George B. McClellan. Portrait by Mathew Brady, 1861
CMH Artifacts - Pieces of History
McClellan's Field Glasses
By Alan Bogan, Curator
The Civil War field glasses displayed below belonged to General George Brinton McClellan during his tenure as Commander of the Army of the Potomac. Most likely of French manufacture, these binocular are of japanned brass with pebbled leather on the tubes and sliding sun shades.
McClellan (1826–1885) graduated second in his class from the U.S. Military Academy in 1846. He participated in the Mexican War and was awarded brevets to first lieutenant and captain.
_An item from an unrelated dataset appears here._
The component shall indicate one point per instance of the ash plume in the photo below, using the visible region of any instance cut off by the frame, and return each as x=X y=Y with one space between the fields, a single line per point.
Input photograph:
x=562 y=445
In 1857, he resigned his commission.
In 1861, McClellan returned to service as a major general of the Ohio volunteers and soon attained the same rank in the Regular Army. His success at Rich Mountain in western Virginia brought him to the public eye at a critical time and he was assigned command of what would become the Army of the Potomac, which he organized into eleven 10,000-man divisions, each with three brigades of infantry, a cavalry regiment, and four six-gun batteries of field artillery. McClellan proved an adept trainer, forging a volunteer army into a disciplined military force. By November, he became General in Chief of the Army, replacing Major General Winfield Scott.
In the spring of 1862, McClellan landed his army at Fort Monroe, Virginia, as part of a bold plan to drive west along the Virginia Peninsula to capture Richmond. Immediately, McClellan showed himself wanting as a field commander, tending to be too cautious. Robert E. Lee who replaced Joseph Johnston as commander of the Army of Northern Virginia, fought McClellan to a series of tactical draws that led McClellan to withdraw his force to the James River and eventually back to Washington, D.C.
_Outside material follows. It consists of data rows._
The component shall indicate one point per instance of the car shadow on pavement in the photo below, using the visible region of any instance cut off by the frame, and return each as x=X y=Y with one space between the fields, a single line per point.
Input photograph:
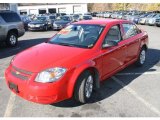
x=109 y=87
x=22 y=45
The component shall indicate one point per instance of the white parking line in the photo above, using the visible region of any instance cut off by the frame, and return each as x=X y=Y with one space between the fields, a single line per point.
x=148 y=105
x=145 y=73
x=10 y=105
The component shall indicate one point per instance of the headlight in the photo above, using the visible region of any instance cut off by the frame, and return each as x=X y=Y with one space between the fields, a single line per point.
x=55 y=25
x=50 y=75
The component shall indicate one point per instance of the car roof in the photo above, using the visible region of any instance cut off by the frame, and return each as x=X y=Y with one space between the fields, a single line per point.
x=100 y=21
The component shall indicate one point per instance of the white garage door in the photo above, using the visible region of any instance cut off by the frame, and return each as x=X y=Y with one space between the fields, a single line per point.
x=33 y=11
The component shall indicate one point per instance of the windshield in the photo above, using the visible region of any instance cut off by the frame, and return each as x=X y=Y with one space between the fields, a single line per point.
x=41 y=18
x=78 y=35
x=52 y=17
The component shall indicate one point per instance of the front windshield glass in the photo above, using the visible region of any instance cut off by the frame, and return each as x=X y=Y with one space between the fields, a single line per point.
x=41 y=18
x=78 y=35
x=65 y=18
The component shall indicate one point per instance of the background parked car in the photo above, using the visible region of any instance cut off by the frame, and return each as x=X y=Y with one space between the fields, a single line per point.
x=152 y=20
x=40 y=23
x=107 y=15
x=62 y=22
x=143 y=20
x=25 y=20
x=76 y=17
x=87 y=17
x=11 y=27
x=136 y=19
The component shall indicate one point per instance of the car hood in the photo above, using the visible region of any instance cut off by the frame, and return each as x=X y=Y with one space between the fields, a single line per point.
x=46 y=55
x=61 y=22
x=37 y=22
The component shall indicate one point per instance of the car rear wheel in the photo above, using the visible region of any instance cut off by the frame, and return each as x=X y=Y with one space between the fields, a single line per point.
x=84 y=87
x=12 y=39
x=142 y=57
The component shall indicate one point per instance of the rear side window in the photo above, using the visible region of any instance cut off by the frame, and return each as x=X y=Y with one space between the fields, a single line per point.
x=130 y=30
x=10 y=17
x=114 y=34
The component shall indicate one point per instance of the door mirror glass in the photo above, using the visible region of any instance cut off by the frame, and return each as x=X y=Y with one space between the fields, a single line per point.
x=110 y=44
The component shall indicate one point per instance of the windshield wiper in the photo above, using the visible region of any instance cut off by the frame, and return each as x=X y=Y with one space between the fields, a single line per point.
x=71 y=45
In September, General Lee crossed the Potomac River into Maryland and McClellan led the Army of the Potomac north. Meeting the Confederates along Antietam Creek near Sharpsburg on September 17, the armies fought to a draw in the Battle of Antietam. Two days later Lee withdrew to Virginia. McClellan failed to pursue the Confederates and remained in place until early November, reorganizing and requesting reinforcements. This delay prompted his dismissal as army commander. He retained his commission as major general, but held no further command during the war.